Bone Marrow Harvest for Ankle Arthrodesis
Our surgeon harvested bone from the calcaneus (same incision) and also harvested bone marrow from the iliac crest for an ankle arthrodesis. We know the bone graft from the calcaneus is not reportable. Is the bone marrow aspirate reportable? If yes, what CPT code do you recommend?
Question:
Our surgeon harvested bone from the calcaneus (same incision) and also harvested bone marrow from the iliac crest for an ankle arthrodesis. We know the bone graft from the calcaneus is not reportable. Is the bone marrow aspirate reportable? If yes, what CPT code do you recommend?
Answer:
You are correct that bone graft harvested via the same incision is not separately reportable. CPT instructs to report 20999 for the bone marrow harvest when performed for an arthrodesis in musculoskeletal system, excluding spine.
Based on your inquiry the correct code for the ankle arthrodesis is 27870 (Arthrodesis, ankle, open). Your reportable codes are 27870 and 20999.
Note, there are no NCCI edits between 27870 and 20999. Consider adding modifier 59 if necessary to indicate the bone marrow aspirate was from a different location, separate incision.
KZA recommends using 20939 as the comparison code for 20999.
*This response is based on the best information available as of 2/27/25.

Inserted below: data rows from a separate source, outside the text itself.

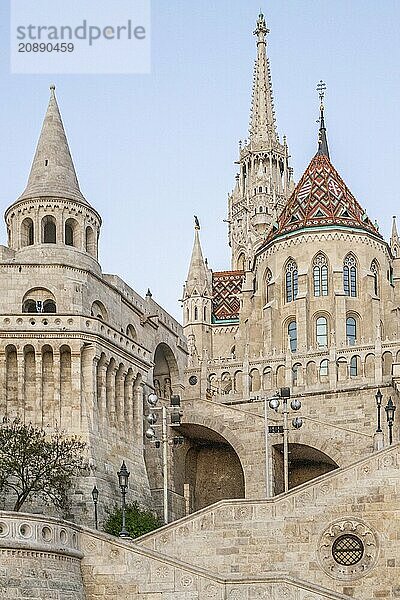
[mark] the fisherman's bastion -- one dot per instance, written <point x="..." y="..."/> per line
<point x="277" y="471"/>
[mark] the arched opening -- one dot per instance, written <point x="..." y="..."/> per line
<point x="98" y="310"/>
<point x="305" y="463"/>
<point x="49" y="235"/>
<point x="212" y="470"/>
<point x="90" y="241"/>
<point x="165" y="372"/>
<point x="27" y="232"/>
<point x="70" y="232"/>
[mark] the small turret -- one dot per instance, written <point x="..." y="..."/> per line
<point x="52" y="214"/>
<point x="197" y="297"/>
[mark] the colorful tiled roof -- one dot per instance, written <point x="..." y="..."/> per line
<point x="321" y="199"/>
<point x="226" y="286"/>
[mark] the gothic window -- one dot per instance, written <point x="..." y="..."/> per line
<point x="320" y="275"/>
<point x="375" y="273"/>
<point x="49" y="230"/>
<point x="350" y="276"/>
<point x="292" y="333"/>
<point x="268" y="278"/>
<point x="323" y="368"/>
<point x="351" y="331"/>
<point x="321" y="331"/>
<point x="291" y="281"/>
<point x="353" y="366"/>
<point x="27" y="232"/>
<point x="49" y="306"/>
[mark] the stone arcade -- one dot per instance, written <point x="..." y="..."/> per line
<point x="311" y="303"/>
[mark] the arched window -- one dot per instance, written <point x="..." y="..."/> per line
<point x="320" y="275"/>
<point x="350" y="276"/>
<point x="321" y="331"/>
<point x="291" y="281"/>
<point x="49" y="306"/>
<point x="324" y="368"/>
<point x="69" y="233"/>
<point x="351" y="331"/>
<point x="292" y="333"/>
<point x="353" y="366"/>
<point x="375" y="273"/>
<point x="49" y="230"/>
<point x="267" y="281"/>
<point x="27" y="232"/>
<point x="90" y="242"/>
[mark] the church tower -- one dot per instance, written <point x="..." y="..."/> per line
<point x="263" y="183"/>
<point x="197" y="300"/>
<point x="52" y="213"/>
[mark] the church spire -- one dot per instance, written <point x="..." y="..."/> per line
<point x="197" y="279"/>
<point x="53" y="172"/>
<point x="262" y="117"/>
<point x="322" y="139"/>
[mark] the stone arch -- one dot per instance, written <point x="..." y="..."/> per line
<point x="387" y="361"/>
<point x="267" y="379"/>
<point x="238" y="382"/>
<point x="311" y="373"/>
<point x="49" y="415"/>
<point x="306" y="463"/>
<point x="280" y="376"/>
<point x="255" y="380"/>
<point x="203" y="429"/>
<point x="65" y="385"/>
<point x="226" y="383"/>
<point x="49" y="230"/>
<point x="99" y="311"/>
<point x="90" y="241"/>
<point x="11" y="382"/>
<point x="369" y="366"/>
<point x="342" y="371"/>
<point x="131" y="331"/>
<point x="71" y="233"/>
<point x="165" y="370"/>
<point x="37" y="300"/>
<point x="29" y="383"/>
<point x="27" y="232"/>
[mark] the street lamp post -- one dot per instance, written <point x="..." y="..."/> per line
<point x="378" y="398"/>
<point x="95" y="497"/>
<point x="150" y="434"/>
<point x="123" y="476"/>
<point x="390" y="410"/>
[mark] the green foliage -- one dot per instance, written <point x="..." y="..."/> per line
<point x="138" y="521"/>
<point x="34" y="464"/>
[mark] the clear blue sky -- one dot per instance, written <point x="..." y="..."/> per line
<point x="153" y="150"/>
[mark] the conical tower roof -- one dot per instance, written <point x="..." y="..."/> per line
<point x="53" y="172"/>
<point x="321" y="198"/>
<point x="197" y="279"/>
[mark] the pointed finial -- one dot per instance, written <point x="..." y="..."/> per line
<point x="322" y="139"/>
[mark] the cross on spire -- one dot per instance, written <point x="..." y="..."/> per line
<point x="322" y="139"/>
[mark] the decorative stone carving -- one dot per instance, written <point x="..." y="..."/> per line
<point x="362" y="550"/>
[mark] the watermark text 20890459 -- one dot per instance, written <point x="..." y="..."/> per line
<point x="43" y="47"/>
<point x="94" y="36"/>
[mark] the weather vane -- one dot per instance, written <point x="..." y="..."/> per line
<point x="321" y="87"/>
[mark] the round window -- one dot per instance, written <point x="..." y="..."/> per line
<point x="347" y="550"/>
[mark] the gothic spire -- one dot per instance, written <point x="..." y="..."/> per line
<point x="197" y="279"/>
<point x="53" y="172"/>
<point x="322" y="139"/>
<point x="262" y="116"/>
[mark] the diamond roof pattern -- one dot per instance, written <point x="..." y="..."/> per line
<point x="321" y="198"/>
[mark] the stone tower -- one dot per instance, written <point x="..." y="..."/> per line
<point x="264" y="180"/>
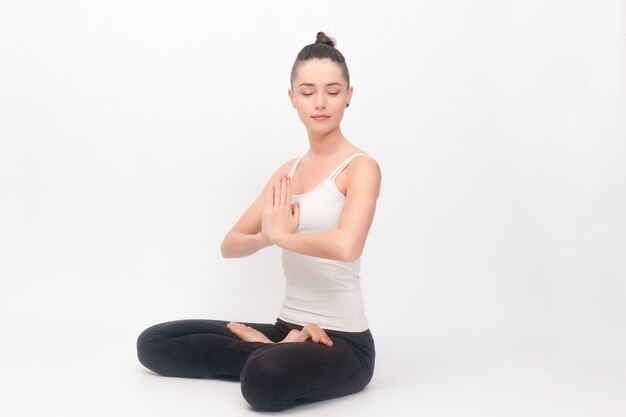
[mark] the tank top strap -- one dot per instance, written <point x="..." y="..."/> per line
<point x="294" y="166"/>
<point x="344" y="164"/>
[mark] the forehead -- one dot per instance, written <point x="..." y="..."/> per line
<point x="319" y="72"/>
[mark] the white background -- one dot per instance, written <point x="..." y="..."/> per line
<point x="133" y="134"/>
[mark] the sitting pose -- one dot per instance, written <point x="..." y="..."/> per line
<point x="318" y="208"/>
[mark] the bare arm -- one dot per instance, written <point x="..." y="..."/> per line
<point x="346" y="242"/>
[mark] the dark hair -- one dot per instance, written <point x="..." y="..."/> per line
<point x="323" y="47"/>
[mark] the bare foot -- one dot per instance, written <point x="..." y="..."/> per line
<point x="293" y="336"/>
<point x="247" y="333"/>
<point x="311" y="331"/>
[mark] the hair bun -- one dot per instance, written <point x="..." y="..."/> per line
<point x="322" y="38"/>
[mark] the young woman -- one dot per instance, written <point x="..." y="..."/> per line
<point x="318" y="208"/>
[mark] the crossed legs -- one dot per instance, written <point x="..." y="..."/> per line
<point x="275" y="364"/>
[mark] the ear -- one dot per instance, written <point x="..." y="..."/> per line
<point x="290" y="94"/>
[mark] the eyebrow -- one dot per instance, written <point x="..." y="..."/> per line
<point x="313" y="85"/>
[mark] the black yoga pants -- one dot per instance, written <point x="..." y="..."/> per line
<point x="273" y="376"/>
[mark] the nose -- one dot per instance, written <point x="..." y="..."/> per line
<point x="320" y="102"/>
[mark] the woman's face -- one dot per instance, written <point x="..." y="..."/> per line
<point x="319" y="89"/>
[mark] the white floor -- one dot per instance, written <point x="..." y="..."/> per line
<point x="59" y="372"/>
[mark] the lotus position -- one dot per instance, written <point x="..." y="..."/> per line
<point x="318" y="208"/>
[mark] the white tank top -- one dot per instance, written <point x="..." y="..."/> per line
<point x="319" y="290"/>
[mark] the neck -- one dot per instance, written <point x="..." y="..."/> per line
<point x="326" y="144"/>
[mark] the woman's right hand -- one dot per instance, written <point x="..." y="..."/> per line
<point x="316" y="334"/>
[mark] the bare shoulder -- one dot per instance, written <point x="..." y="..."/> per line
<point x="285" y="168"/>
<point x="364" y="172"/>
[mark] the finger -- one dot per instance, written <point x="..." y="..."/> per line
<point x="277" y="192"/>
<point x="288" y="201"/>
<point x="269" y="198"/>
<point x="283" y="192"/>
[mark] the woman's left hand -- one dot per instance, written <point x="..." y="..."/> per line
<point x="279" y="215"/>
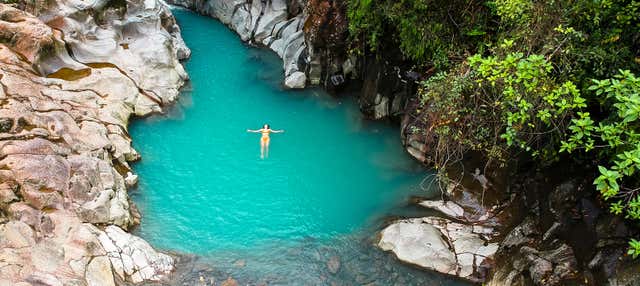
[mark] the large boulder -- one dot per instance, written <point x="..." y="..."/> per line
<point x="441" y="245"/>
<point x="273" y="24"/>
<point x="64" y="145"/>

7th Character for Cast Re-application
We are a bit confused about what 7th character code we should use when the patient is being seen in follow-up for a fracture. The initial encounter was reported with the “7th character” for the initial evaluation and application of cast or splint. When the patient returns and the surgeon re-applies a new cast, do we use the 7th character code for active treatment or the 7th character code for routine healing?
Question:
We are a bit confused about what 7th character code we should use when the patient is being seen in follow-up for a fracture. The initial encounter was reported with the “7th character” for the initial evaluation and application of cast or splint. When the patient returns and the surgeon re-applies a new cast, do we use the 7th character code for active treatment or the 7th character code for routine healing?
Answer:
Thank you for your inquiry. You are not alone in your confusion even 8 years after ICD 10 was implemented. You are correct to use the “initial treatment” (sometimes referred to as the active treatment) code for the initial evaluation of the patient. If the treatment plan is to apply a cast, and the patient returns, they are stable, healing has begun, the correct 7th character code for the fracture will be the “routine healing or follow-up care.”
Other examples of when you might use the 7th character for routine healing/subsequent encounter, in addition to the cast/splint re-application, are:
· Dressing change or removal
· Staple or suture removal
· Removal of external or internal fixation device
Some of the confusion stems from references to “initial” treatment and “active” treatment.
ICD identifies the 7th character, based on the location and type of fracture, to be:
Initial
Routine
Delayed
Nonunion
Malunion
*This response is based on the best information available as of 2/13/25.